Art.9. De taken van de Controledienst worden uitgevoerd door een dienst voor financiële controle, een dienst juridische zaken en een dienst algemene zaken en personeelszaken.

Art.10. De door Ons aangestelde ambtenaren die een inspectieopdracht vervullen bij toepassing van de wet van 6 augustus 1990, vervullen deze overeenkomstig de bepalingen van de wet van 16 november 1972 betreffende de arbeidsinspectie.
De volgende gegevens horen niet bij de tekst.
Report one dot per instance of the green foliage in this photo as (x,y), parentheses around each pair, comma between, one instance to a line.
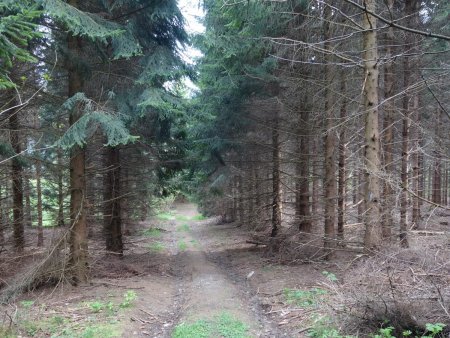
(433,329)
(199,329)
(17,29)
(27,303)
(223,325)
(128,298)
(92,119)
(330,276)
(304,298)
(166,216)
(198,217)
(182,246)
(184,227)
(81,23)
(152,232)
(156,247)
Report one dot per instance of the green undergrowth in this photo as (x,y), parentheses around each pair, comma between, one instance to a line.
(152,232)
(223,325)
(304,298)
(326,327)
(184,227)
(166,216)
(156,247)
(182,246)
(89,319)
(198,217)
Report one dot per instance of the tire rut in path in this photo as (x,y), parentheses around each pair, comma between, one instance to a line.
(205,288)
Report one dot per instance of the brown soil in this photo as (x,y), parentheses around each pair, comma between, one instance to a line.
(188,270)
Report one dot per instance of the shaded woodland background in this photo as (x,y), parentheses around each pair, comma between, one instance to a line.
(319,126)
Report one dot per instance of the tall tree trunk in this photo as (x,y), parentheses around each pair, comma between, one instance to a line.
(372,222)
(404,172)
(388,126)
(315,178)
(60,171)
(341,162)
(111,215)
(303,211)
(330,191)
(39,204)
(17,183)
(28,219)
(276,179)
(437,172)
(79,232)
(241,209)
(234,193)
(415,165)
(2,220)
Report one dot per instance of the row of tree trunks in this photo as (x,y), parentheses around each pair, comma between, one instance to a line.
(78,224)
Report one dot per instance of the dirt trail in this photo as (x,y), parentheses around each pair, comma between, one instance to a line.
(203,290)
(207,291)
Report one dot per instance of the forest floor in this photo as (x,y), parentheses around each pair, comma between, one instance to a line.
(185,276)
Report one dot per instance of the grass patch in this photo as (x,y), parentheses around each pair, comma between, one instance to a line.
(152,232)
(166,216)
(304,298)
(198,217)
(184,227)
(224,325)
(156,247)
(108,330)
(182,245)
(98,320)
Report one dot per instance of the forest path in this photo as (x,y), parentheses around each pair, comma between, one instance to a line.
(206,291)
(201,295)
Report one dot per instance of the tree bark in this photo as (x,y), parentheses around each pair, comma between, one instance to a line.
(2,219)
(341,162)
(330,192)
(60,170)
(437,172)
(388,126)
(28,219)
(303,211)
(40,241)
(17,182)
(372,222)
(79,231)
(112,216)
(276,183)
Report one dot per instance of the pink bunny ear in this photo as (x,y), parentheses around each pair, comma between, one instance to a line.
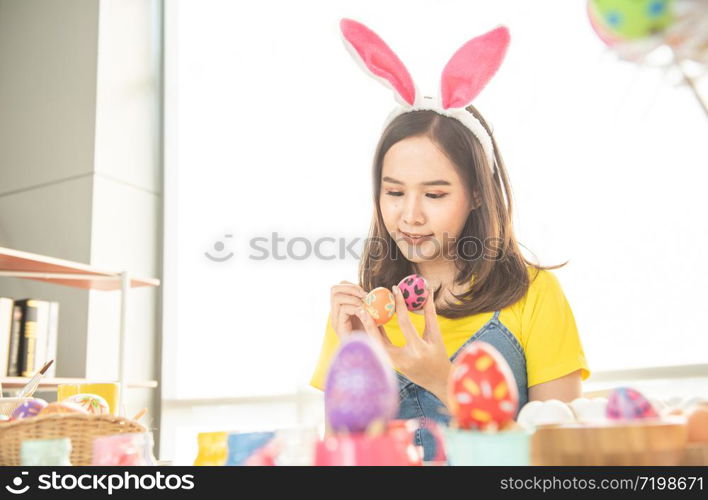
(471,67)
(374,55)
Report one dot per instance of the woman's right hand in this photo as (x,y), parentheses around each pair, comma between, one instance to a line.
(346,299)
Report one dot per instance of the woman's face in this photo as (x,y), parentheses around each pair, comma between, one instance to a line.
(423,201)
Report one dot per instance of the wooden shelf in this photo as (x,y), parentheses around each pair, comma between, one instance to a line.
(52,383)
(18,264)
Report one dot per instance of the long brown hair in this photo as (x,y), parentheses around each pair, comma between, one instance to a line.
(496,282)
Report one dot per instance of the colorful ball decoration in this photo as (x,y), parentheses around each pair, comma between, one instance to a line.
(361,387)
(92,403)
(380,304)
(625,403)
(415,291)
(61,407)
(29,408)
(632,19)
(482,389)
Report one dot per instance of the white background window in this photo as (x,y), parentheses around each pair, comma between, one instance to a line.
(271,128)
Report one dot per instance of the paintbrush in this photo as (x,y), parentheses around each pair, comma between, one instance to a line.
(32,385)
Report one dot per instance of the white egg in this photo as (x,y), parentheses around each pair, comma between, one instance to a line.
(589,409)
(527,415)
(553,412)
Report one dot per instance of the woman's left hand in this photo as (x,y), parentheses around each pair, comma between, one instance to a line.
(423,360)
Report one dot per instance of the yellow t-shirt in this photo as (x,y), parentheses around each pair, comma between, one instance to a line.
(541,321)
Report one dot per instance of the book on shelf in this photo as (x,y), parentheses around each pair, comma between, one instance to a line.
(6,305)
(13,368)
(32,338)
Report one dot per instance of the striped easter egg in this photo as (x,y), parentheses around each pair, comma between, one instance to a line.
(482,390)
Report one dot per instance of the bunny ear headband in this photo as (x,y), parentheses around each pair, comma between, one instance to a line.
(463,78)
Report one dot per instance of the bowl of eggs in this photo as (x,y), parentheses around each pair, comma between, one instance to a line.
(623,430)
(81,419)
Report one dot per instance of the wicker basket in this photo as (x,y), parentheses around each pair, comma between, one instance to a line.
(80,428)
(649,442)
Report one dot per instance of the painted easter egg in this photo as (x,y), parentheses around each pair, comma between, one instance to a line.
(380,304)
(415,291)
(625,403)
(59,407)
(29,408)
(92,403)
(633,19)
(361,387)
(481,389)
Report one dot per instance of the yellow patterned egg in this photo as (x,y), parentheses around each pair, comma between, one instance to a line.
(380,304)
(92,403)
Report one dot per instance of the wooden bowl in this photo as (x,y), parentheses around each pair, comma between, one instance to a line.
(630,442)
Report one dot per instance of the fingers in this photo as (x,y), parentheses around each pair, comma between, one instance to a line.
(404,321)
(378,334)
(345,293)
(432,330)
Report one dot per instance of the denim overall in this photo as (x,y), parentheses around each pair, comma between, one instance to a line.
(416,402)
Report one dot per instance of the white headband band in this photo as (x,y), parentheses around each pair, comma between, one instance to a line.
(459,114)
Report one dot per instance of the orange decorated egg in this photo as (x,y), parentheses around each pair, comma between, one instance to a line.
(61,407)
(481,389)
(380,304)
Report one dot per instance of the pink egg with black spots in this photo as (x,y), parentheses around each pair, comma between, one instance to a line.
(415,291)
(361,387)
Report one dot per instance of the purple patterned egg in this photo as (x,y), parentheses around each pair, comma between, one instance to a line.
(415,291)
(625,403)
(29,408)
(361,387)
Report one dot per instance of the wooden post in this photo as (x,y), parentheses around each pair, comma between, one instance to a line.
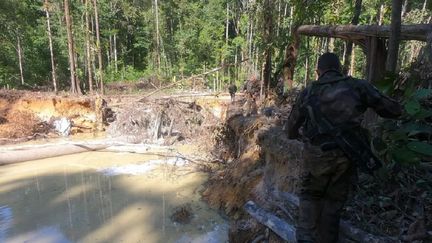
(376,59)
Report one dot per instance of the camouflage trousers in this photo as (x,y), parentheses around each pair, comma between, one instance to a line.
(325,183)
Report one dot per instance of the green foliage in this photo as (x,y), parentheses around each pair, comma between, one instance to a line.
(408,141)
(192,37)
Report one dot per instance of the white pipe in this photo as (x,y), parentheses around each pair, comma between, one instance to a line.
(16,156)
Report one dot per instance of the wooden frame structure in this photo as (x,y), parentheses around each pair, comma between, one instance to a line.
(372,39)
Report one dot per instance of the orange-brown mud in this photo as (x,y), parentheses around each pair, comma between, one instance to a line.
(29,115)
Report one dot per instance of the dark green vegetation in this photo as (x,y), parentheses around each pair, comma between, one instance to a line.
(171,39)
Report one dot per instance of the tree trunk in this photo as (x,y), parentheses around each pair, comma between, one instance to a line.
(307,63)
(53,68)
(393,43)
(98,46)
(268,21)
(158,58)
(381,15)
(88,48)
(71,51)
(115,54)
(20,59)
(349,46)
(352,63)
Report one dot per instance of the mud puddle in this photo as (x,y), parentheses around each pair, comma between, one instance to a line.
(100,197)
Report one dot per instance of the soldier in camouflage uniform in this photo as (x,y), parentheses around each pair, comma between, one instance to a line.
(327,173)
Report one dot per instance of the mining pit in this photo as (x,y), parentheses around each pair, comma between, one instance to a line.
(186,167)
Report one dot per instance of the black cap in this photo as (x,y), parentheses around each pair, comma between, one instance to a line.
(329,61)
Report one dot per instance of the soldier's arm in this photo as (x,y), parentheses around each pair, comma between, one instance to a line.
(382,104)
(296,118)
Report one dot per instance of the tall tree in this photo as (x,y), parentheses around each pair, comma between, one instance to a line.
(74,87)
(20,58)
(98,46)
(349,45)
(393,44)
(53,68)
(88,47)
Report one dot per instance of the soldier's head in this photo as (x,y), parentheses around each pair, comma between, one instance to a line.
(328,61)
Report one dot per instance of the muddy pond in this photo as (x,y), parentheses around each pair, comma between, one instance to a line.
(105,197)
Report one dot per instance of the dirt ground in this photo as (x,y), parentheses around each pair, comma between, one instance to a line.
(235,140)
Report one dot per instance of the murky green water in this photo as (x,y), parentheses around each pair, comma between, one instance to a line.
(73,199)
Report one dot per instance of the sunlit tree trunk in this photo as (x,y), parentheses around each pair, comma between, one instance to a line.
(88,48)
(74,89)
(158,54)
(349,46)
(115,54)
(20,59)
(394,40)
(352,63)
(98,46)
(381,15)
(53,68)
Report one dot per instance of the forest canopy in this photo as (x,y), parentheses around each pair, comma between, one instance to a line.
(43,41)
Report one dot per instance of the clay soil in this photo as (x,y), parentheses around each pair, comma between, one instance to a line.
(29,115)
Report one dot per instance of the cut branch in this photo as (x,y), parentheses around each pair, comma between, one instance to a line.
(192,77)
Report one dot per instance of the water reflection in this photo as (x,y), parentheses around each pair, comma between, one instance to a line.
(69,199)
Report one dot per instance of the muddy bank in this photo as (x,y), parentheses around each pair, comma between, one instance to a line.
(102,197)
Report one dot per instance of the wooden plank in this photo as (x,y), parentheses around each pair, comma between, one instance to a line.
(359,32)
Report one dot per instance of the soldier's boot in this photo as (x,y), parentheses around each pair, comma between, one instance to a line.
(309,214)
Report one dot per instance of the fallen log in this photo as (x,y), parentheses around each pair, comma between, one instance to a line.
(347,230)
(277,225)
(359,32)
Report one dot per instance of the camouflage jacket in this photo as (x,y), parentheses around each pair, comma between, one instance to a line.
(342,100)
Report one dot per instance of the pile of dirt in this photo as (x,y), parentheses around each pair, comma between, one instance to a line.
(262,165)
(28,115)
(166,121)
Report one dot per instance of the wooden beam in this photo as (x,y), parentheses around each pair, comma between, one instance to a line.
(359,32)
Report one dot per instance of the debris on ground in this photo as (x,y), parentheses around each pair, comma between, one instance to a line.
(162,121)
(182,214)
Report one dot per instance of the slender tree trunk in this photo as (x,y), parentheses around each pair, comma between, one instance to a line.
(158,58)
(393,44)
(70,48)
(404,8)
(268,20)
(349,46)
(20,59)
(98,46)
(381,15)
(352,64)
(115,54)
(53,68)
(307,63)
(88,48)
(227,25)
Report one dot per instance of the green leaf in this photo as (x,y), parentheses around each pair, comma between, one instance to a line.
(412,107)
(423,93)
(414,128)
(398,135)
(423,114)
(420,147)
(403,155)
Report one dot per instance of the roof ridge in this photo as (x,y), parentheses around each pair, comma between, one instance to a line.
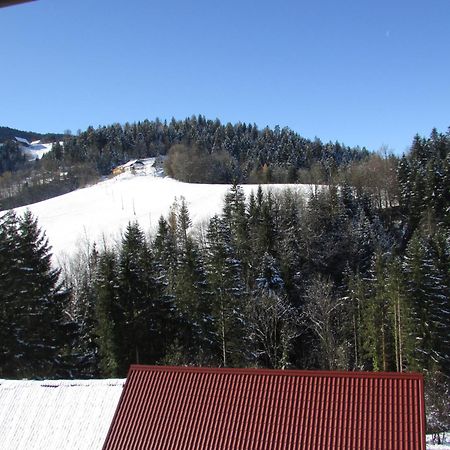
(279,372)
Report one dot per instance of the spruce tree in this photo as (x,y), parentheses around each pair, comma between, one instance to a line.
(227,291)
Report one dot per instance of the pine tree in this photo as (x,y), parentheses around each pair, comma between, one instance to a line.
(33,300)
(108,315)
(428,295)
(9,288)
(227,292)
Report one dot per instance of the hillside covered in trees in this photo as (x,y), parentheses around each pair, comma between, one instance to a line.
(357,277)
(198,151)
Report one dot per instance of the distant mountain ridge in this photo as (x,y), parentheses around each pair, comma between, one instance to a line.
(7,133)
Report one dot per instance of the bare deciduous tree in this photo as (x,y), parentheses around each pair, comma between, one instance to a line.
(274,324)
(319,314)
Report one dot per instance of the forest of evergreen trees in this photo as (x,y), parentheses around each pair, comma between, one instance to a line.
(198,150)
(356,277)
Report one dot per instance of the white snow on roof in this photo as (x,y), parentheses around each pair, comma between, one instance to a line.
(57,414)
(36,151)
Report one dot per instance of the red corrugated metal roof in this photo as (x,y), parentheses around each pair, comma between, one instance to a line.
(202,408)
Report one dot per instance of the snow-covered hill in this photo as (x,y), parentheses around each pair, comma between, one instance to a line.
(101,212)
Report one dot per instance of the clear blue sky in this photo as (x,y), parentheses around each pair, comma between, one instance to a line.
(367,73)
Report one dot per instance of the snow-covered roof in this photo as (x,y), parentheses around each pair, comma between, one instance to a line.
(22,140)
(57,414)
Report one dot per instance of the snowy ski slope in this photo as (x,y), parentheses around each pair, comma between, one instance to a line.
(100,213)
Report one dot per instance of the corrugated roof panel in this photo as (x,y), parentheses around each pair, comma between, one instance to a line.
(56,414)
(202,408)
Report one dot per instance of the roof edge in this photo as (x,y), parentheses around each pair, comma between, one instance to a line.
(277,372)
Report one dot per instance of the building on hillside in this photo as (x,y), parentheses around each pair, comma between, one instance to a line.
(58,414)
(22,141)
(133,166)
(204,408)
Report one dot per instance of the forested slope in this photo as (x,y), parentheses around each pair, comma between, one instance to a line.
(355,278)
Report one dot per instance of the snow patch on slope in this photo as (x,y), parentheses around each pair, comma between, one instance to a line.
(101,212)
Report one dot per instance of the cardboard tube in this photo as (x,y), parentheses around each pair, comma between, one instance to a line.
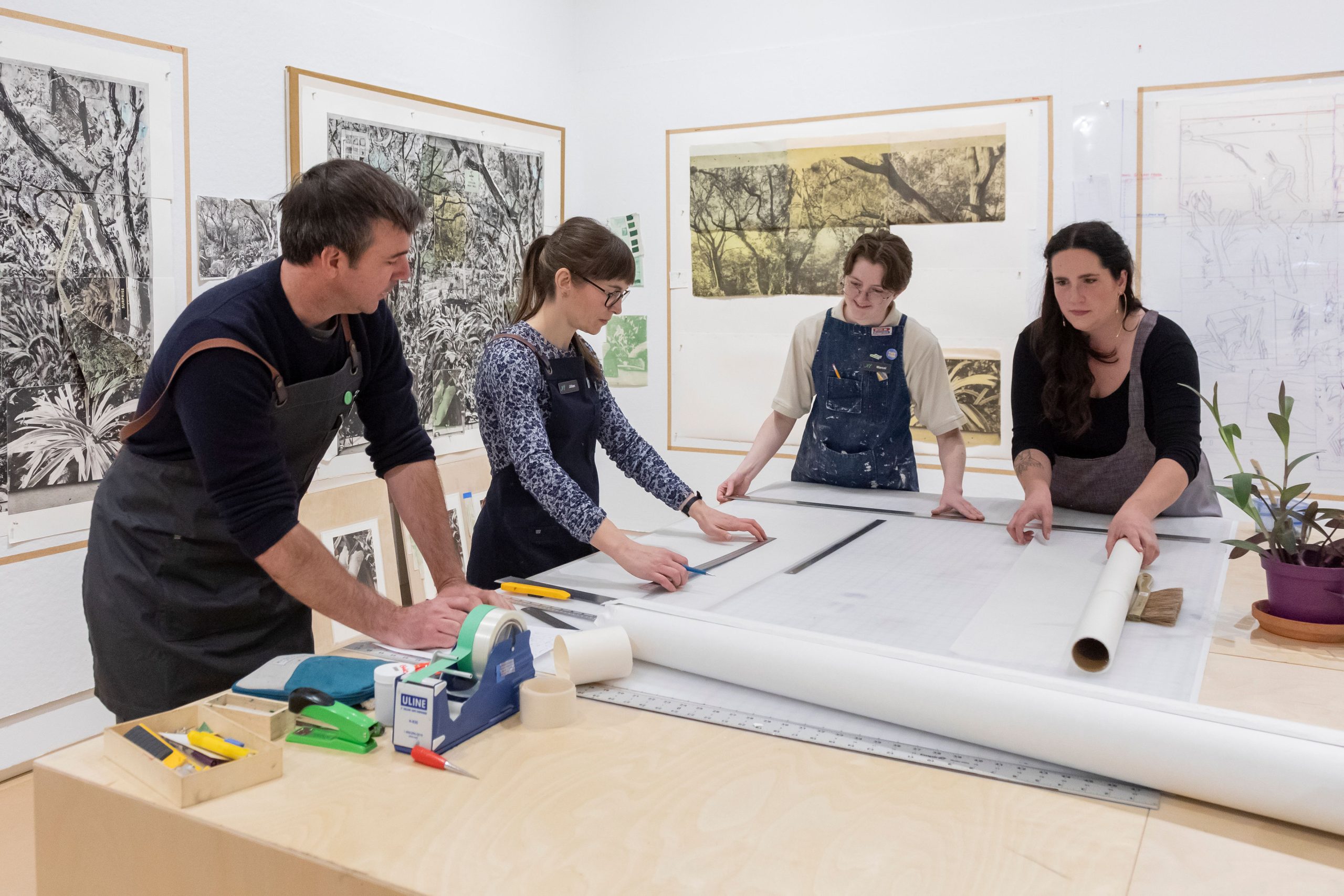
(594,655)
(548,703)
(1097,635)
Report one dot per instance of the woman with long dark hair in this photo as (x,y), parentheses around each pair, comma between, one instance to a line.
(1102,417)
(545,406)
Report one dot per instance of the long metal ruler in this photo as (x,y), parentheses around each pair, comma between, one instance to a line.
(1164,536)
(1069,782)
HOOFDSTUK II. - Statuut van het personeel.
Art.11. § 1. Het personeel van de Controledienst wordt onderworpen aan het koninklijk besluit van 8 januari 1973 tot vaststelling van het statuut van het personeel van sommige instellingen van openbaar nut;
  § 2. <Invoeging van een 15°bis in artikel 1, § 1, van het koninklijk besluit van 8 januari 1973, KB 1973-01-08/01>
  § 3. (...) <KB 1997-06-23/38, art. 19, § 2, 002; Inwerkingtreding : 01-11-1997>

Art.12. De door Ons op advies van de Raad van de Controledienst aangeduide personen onder de personeelsleden tewerkgesteld bij de dienst ziekte- en invaliditeitsverzekering van het Ministerie van Sociale Voorzorg of tewerkgesteld bij de dienst voor administratieve controle van het Rijksinstituut voor ziekte- en invaliditeitsverzekering, worden overgeplaatst naar de Controledienst in de graad die zij in voornoemde dienst bekleden of in een gelijkwaardige graad; zij behouden het voordeel van hun administratief statuut en van hun geldelijk statuut.
  Die personen kunnen door Ons naar de Controledienst ook overgeplaatst worden in een andere graad dan die welke zij in voornoemde diensten bekleden; in dat geval wordt rekening gehouden met hun administratieve en geldelijke anciënniteit.

Art.13. § 1. De personeelsleden ter beschikking van de Controledienst op grond van het koninklijk besluit van 13 november 1967 tot vaststelling van de administratieve toestanden van de Rijksambtenaren die met een opdracht worden belast, zijn tijdens het vervullen van hun opdracht gerechtigd op een vergoeding gelijk aan het verschil tussen de wedde waarop zij in hun administratie van oorsprong recht hebben en de wedde die overeenstemt met de graad waarin zij bij de Controledienst effectief aangesteld zijn.
  § 2. Deze bepaling is ook van toepassing op de Magistraten op grond van de bepalingen van artikel 327 van de wet van 10 oktober 1967 gewijzigd door de wet van 25 juli 1974.

Art.14. Dit besluit treedt in werking de dag waarop het in het Belgisch Staatsblad wordt bekendgemaakt.

Art. 15. Onze Minister van Sociale Zaken is belast met de uitvoering van dit besluit.